I think people naturally do that as a way of showing their own concern, making sure their concern is registered and recognized. But to some degree it can be selfish, overlooking the pain of forcing the sick person to dramatize.

Sartre wrote about life as perpetual act, but he put it in strenuous, moralistic terms: You were a liar, living in bad faith, when you dramatized your predicament, allowing social roles to define you. G. put the issue of dramatizing your life in much more humane and forgiving terms. The problem with acting is not some metaphysical wrongness or dishonesty; the problem is simply that it causes pain, and it’s a pain we can never quite escape. The best we can do is think carefully about that pain, notice how our acting causes it, and try to defy or subvert the roles that are pre-written for whatever situation or predicament we are in.

My favorite part of G’s memoir A Kind of Testament is his description of a trip to Rome after the publication of Ferdydurke. A Polish painting student he met there wondered about his disinterest in the beautiful churches. He said they all looked the same inside, but in reality his distaste at visiting St. Peters and the other monuments of Western civilization was a desire to avoid the standard act of feeling humbled and dwarfed by them, having to take your hat off. The painter said, well why don’t you just not take your hat off? So that’s what he did. He went into the churches with his hat on and this choice empowered him.
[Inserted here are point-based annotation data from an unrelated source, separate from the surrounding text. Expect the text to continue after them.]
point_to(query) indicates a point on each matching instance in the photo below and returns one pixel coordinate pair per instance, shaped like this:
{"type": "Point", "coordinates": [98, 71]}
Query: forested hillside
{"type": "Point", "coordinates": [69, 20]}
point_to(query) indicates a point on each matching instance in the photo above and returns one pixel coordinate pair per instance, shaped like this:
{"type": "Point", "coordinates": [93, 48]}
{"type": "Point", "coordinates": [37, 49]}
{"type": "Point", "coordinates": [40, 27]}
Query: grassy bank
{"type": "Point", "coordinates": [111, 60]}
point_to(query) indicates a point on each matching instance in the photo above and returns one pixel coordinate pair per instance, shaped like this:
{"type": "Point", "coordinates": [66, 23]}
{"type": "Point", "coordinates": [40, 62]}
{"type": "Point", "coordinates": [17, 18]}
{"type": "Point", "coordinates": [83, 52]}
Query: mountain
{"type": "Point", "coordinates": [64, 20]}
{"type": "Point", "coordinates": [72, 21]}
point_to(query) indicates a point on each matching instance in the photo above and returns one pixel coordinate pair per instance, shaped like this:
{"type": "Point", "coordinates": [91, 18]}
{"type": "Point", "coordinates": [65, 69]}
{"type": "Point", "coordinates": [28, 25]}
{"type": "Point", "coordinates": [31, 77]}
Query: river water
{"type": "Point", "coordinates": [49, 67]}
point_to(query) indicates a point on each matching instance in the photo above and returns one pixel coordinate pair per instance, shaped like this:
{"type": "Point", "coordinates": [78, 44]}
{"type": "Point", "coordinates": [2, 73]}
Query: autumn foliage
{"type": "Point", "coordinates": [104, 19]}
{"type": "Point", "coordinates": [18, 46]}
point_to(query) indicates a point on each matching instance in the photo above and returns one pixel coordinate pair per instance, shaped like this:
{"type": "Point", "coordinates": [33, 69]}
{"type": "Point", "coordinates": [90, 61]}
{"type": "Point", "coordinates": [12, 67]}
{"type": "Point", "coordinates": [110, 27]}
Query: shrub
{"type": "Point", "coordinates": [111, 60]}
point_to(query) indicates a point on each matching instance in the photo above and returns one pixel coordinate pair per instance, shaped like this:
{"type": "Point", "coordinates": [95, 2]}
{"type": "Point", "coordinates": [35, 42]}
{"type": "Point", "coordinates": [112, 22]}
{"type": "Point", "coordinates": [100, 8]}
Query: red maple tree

Death is like a big awesome dark cathedral. It is so frightening that mostly we ignore it or push it out of view. But then when we are dragged kicking and screaming to its doorstep, we genufluct and bow and scrape. We are frightened and humbled by it, and we go through the postures and the poses and make the grimaces of awe and fear. Because that’s what other people expect of us. In other words, we remove our hats. Or, we go to great lengths to try and escape it, flee from it, which is kind of like chasing after our hat in a wind. And as some European writer said (not G.), there’s nothing so absurd as a man chasing after his hat.

So I hope that, when eventually I do approach the doors of that cathedral, I figure out how to do it on my own terms—maybe by just not taking my hat off.